Evening Planets:
Venus is very low in the West and sets about 20 minutes after Sunset on 1 October. Each evening Venus is moving closer to the Sunset and is setting earlier. By 5 October, the planet has moved into the glow of Sunset and is lost from view. As the Autumn Season progresses, we will be losing our collection of evening planets.
Jupiter is low in the SW at Dusk. The planet is losing altitude each evening. At the beginning of the month, Jupiter sets about 2 hours after Sunset. By the end of the month, it sets about 1 hour after Sunset.
Saturn is low in the SSW as evening darkness falls. Just like Jupiter, Saturn is losing some altitude each evening. The planet also dims down a bit as the month progresses.
Mars is low in the South as evening darkness falls. As the month progresses, Mars loses more brightness and is starting to look a little dull.
Mercury becomes an evening planet at the end of the month. The planet is so low on the Western horizon and stuck in the glow of Sunset that it will be extremely hard to see at all.

Morning Planet:
There are no bright planets that are easily visible in the morning sky this month. Next month Venus will be in the morning sky.

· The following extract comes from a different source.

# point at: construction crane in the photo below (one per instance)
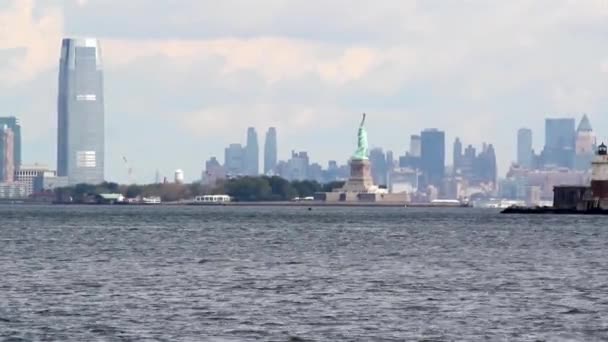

2 Oct Last Quarter Moon, Dawn
11 Oct Thin Crescent Moon above Jupiter, Dusk
14 Oct Thick Crescent Moon right of Saturn, Dusk
17 Oct Waxing Gibbous Moon right of Mars, Dusk
18 Oct Waxing Gibbous Moon left of Mars, Dusk
21-22 Oct Orionid Meteor Shower
31 Oct Last Quarter Moon, Dawn

Octobers Last Quarter Moons:
The month of October gives us two fine Last Quarter Moons. The first Last Quarter Moon happens in the Pre – Dawn hours of the morning of 2 October. This is the highest altitude Last Quarter Moon for the year. The second Last Quarter Moon will be on the morning of 31 October (Halloween). This Last Quarter Moon will be slightly larger than the Moon on 2 October. Both of these Last Quarter Moons are the best for the year and are very favorably placed for observation. This is a great time to observe these Last Quarter Moons in a telescope.

Orionid Meteor Shower:
The Orionid Meteor Shower will happen on the night of 21-22 October. Unfortunately for us, this meteor shower is highly unfavorable for our viewing area. The meteor shower predicted peak happens in broad daylight. The almost Full Moon will ruin the view of the meteors all night long. You should consider yourself lucky if you can even see 10 meteors per hour. The almost Full Moon has ruined another meteor shower.